For someone like Noah, a trauma survivor, it’s reasonable to conclude that a care-free life is the wage paid for an agony-riddled past. Take the Holocaust survivor or the person who grew up with a terrible childhood. One might be compelled to say that having endured the unspeakable, they deserve an easy life, thereafter (if such a thing were possible). They’ve front-loaded their suffering and deserve lifetimes of vacation, so to speak. But taking a page from Victor Frank’s Man’s Search for Meaning, we’d be selling them short—for that which makes life worth living is a sense of purpose, not merely a sense of survival. Being in “survivor” mode is no life, even in sunny weather by the pool.
Letting the vineyard rest is about accepting boundaries to human ambition. The temptation to get drunk on one’s own power and to exceed one’s limits is not one that befalls the slave or the nomad, but is a unique temptation of the garden tiller, the ark builder, the land conquerer. Shemita can be analyzed through a rationalistic lens as a common sense ecological principle, akin to crop rotation. But the spiritual teaching is that Shemita is not for the land so much as it is for the inhabitants. The principle of rest applied to the seventh year follows the principle of rest applied to the seventh day. But Shabbat is a rest that is universal, applying to both diaspora and sovereignty. Shabbat is about work, generally. The shemita pertains to the work of civilization-building. It is a “scaled up” up Shabbat, commensurate with the scale of the endeavor: one people, in one land, worshipping one God. Shabbat is an Minimum Viable Rest pertaining to a minimum viable work life. Shemita is a maximalist rest pertaining to a project whose scope is far greater. The greater the power, the longer the rest. The greater the technological capacity, the greater the need to step back so as to avoid over-intoxication.
Shemita isn’t simply a prophylactic against hubris.

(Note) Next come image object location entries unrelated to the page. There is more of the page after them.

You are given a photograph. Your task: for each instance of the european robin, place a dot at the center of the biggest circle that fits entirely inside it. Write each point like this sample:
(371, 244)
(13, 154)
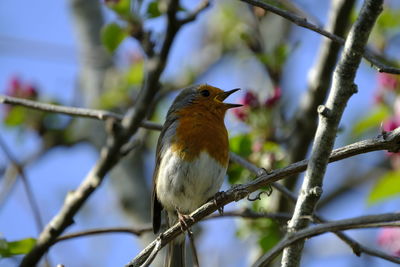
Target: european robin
(191, 158)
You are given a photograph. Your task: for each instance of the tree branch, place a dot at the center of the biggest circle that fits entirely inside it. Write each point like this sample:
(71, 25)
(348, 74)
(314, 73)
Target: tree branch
(73, 111)
(370, 221)
(111, 230)
(302, 22)
(354, 245)
(342, 89)
(110, 153)
(389, 141)
(28, 188)
(320, 76)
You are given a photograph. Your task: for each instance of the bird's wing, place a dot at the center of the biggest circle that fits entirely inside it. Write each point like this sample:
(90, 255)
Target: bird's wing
(162, 141)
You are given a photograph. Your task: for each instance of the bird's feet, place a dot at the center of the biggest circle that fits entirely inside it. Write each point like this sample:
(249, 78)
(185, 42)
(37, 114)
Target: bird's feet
(183, 219)
(216, 199)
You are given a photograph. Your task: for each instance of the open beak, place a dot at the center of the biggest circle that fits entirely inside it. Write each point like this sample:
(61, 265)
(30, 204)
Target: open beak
(221, 97)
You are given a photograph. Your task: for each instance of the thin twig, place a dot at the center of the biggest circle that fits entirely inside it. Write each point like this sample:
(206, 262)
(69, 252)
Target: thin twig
(28, 188)
(369, 221)
(111, 230)
(110, 153)
(354, 245)
(72, 111)
(302, 22)
(193, 248)
(249, 214)
(304, 122)
(330, 114)
(390, 141)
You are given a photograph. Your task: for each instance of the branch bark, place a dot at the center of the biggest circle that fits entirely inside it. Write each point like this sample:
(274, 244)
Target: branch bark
(110, 153)
(342, 89)
(389, 141)
(369, 221)
(319, 81)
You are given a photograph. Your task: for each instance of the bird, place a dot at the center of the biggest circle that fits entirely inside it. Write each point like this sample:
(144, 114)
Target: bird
(192, 158)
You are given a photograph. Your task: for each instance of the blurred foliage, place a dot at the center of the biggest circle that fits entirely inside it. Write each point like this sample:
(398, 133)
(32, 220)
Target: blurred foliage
(372, 120)
(387, 186)
(112, 35)
(9, 249)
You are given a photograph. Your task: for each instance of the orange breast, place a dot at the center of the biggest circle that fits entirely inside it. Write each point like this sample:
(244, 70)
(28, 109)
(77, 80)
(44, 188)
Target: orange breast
(201, 128)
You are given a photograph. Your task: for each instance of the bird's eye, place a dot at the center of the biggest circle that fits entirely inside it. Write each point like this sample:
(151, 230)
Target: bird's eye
(205, 93)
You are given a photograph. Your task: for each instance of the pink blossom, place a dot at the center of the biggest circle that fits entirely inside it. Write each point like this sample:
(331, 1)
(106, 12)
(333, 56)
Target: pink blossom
(240, 113)
(271, 101)
(389, 238)
(30, 91)
(14, 86)
(388, 81)
(250, 99)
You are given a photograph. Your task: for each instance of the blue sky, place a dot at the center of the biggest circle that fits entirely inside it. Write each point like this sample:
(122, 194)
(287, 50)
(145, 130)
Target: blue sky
(37, 43)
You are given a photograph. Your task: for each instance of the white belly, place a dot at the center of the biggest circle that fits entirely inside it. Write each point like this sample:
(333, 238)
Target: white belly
(186, 185)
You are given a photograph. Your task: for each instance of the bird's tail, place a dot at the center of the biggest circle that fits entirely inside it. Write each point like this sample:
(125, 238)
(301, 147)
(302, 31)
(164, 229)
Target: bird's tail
(175, 255)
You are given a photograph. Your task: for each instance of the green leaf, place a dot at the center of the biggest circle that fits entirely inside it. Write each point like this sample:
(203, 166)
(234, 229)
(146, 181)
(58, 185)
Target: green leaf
(135, 74)
(122, 8)
(112, 35)
(16, 116)
(241, 144)
(23, 246)
(387, 187)
(374, 119)
(153, 10)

Like shabbat, it’s a way of sanctifying and affirming our human distinction. By recognizing that we are not God we make room for a relationship with the divine. By recognizing that we can’t and shouldn’t be totally in control, even as we seem to be, we become a nation of priests and a holy people. Ham’s uncovering of his father’s nakedness was a transgression of human dignity—the kind that would be justified in a world in which human beings are seen as mere bodies, mere algorithms, mere objects of scientific or social scientific analysis, mere data points. How easy it is to justify the Hamite transgression when you are a central planner and Noah seems just another demographic trend.
When we enter the land = when our egos risk inflation, take a break, pause, look up. Stay humble.